The next step is to build a data mart, where one or more databases are targeted for strategic interpretation. The next trick is to ensure that it can be easily populated on a regular basis with the data you need. A common failing with pilots is that they only work efficiently on a one-off basis and are not built with longevity in mind.

Complexities with this approach mean that the company would be well advised to hire a consultant, typically for a period of 5-10 days. “If you’re not prepared to do this it’s probably not worth undertaking the project,” says Goodman, unashamedly selling his company’s own angle on BI. “If you don’t, you risk ending up with a badly designed structure that can’t be expanded and gives you wrong answers.”

B. Strategic

Define strategic objectives for the organisation and develop a BI approach to support these objectives. Implement a phased approach.
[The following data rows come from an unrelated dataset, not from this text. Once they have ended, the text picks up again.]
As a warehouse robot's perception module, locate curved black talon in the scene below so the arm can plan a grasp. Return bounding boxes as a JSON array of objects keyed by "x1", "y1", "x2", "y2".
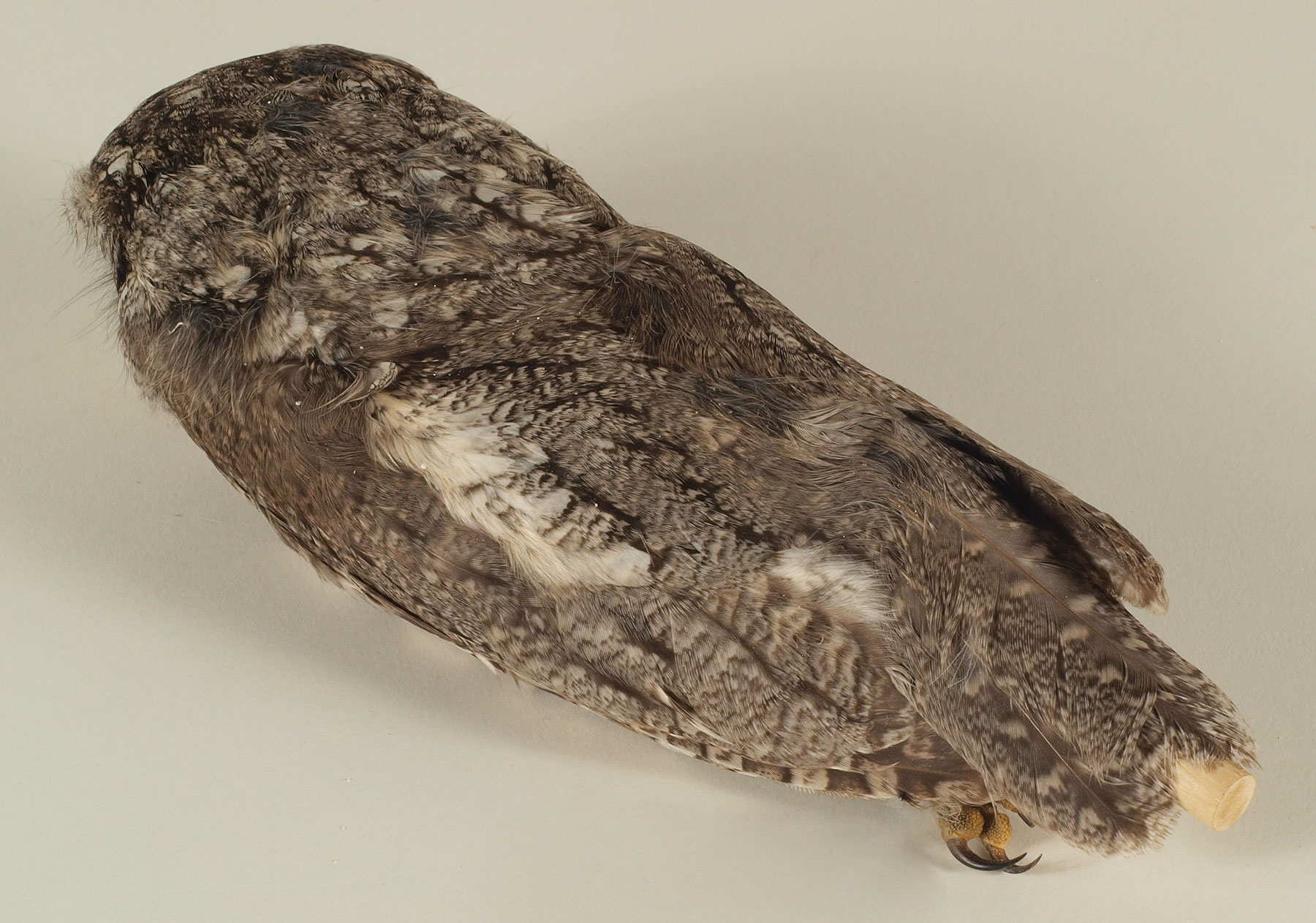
[
  {"x1": 946, "y1": 837, "x2": 1041, "y2": 872},
  {"x1": 1002, "y1": 854, "x2": 1043, "y2": 874}
]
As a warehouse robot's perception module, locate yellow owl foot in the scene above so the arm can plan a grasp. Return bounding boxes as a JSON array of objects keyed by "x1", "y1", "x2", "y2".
[{"x1": 937, "y1": 805, "x2": 1041, "y2": 874}]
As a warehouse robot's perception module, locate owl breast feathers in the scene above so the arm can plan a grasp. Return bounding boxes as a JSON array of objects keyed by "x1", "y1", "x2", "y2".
[{"x1": 69, "y1": 46, "x2": 1253, "y2": 854}]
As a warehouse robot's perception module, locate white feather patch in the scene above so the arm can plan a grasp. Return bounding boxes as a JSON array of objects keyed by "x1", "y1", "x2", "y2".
[{"x1": 371, "y1": 393, "x2": 651, "y2": 586}]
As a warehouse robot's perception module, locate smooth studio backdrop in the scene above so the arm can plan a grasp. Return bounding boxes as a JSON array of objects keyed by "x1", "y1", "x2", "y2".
[{"x1": 0, "y1": 0, "x2": 1316, "y2": 922}]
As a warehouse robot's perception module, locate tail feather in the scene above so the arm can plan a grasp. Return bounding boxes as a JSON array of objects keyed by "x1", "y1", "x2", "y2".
[{"x1": 891, "y1": 512, "x2": 1253, "y2": 854}]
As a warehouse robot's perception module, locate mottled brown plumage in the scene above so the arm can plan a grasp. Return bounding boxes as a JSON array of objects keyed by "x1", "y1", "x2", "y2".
[{"x1": 69, "y1": 46, "x2": 1253, "y2": 854}]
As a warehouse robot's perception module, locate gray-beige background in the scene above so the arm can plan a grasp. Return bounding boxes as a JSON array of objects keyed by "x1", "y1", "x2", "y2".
[{"x1": 0, "y1": 0, "x2": 1316, "y2": 922}]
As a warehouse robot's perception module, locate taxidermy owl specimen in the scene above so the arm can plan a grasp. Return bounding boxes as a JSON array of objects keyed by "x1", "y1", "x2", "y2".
[{"x1": 69, "y1": 46, "x2": 1254, "y2": 872}]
According to Gartner, such a move has to be entrusted to a BI competency centre within the organisation. It must provide a strong, business-centric focus with clear performance management targets.

The people and processes have to be in place, along with the analytical tools at the front end, but the core foundation for success is the BI platform, the databases that run in the data warehouse environment. Gartner says that 60-70pc of a BI strategy is about the platform level.

“It’s all about getting the data together in a quality manner. If you don’t have that you could be wasting your time,” says Goodman.

Down to business

Irish organisations are seldom at the leading edge when it comes to implementing new technology and it seems BI is no exception. There is a reluctance in parts of the Irish market to implement it, says Ronan Stafford, CEO of Inflection Point, part of the Codec Group.

“There’s no culture of adopting a full, best practice strategy,” Stafford asserts. “What Irish companies are interested in is answering more tactical questions and less strategic ones.” As a result, they have tended to invest in point systems for solving a particular problem. Cost is not a barrier – BI systems are not typically expensive and Stafford notes that many organisations are happy to spend money on a disaster recovery system that helps them to manage risk.

Some Irish companies are starting to think strategically and linking that to budgets and monthly performance, but they’re not necessarily doing so because they see potential business benefits. “The reason why is not to run the business better but because they’re compelled to do so by compliance regulations,” he believes. “Doing it because you have a gun to your head is the worst reason to do BI.”

There are different approaches to implementing BI and Irish companies illustrate this. The construction group Kingspan is rolling out BI on a phased basis rather than going for a ‘big bang’, first implementing it for the annual budget and planning. This will be later expanded to provide key performance indicators, followed by strategic management and finally forecasting. Similarly Irish Distillers currently uses BI for budgeting and forecasting. “BI guarantees the numbers are correct and lets them analyse the budget to see what aspects are performing well,” says Stafford.

This pragmatic approach offers the comfort of quick wins and can save considerable time in tasks such as preparing financials, but there is a caveat, Stafford cautions. If a budgeting system is to be part of a longer-term BI implementation, this will have to be incorporated into the design phase so that elements to be added later can be integrated more easily.

Aer Lingus, by contrast, is running three BI projects in parallel: one for market analysis, the second for financial planning and the third for payroll and salary planning. “If the company is large enough and has an appetite for it, you can do that,” says Stafford. “There’s no approach that is better than the other,” he adds.

BI doesn’t have to be a long, drawn-out project either: the return on investment kicks in after an implementation period of two to three months, says Stafford. “It starts paying for itself quickly. For example, if it’s a sales application, the team can get visibility they’ve never had before.”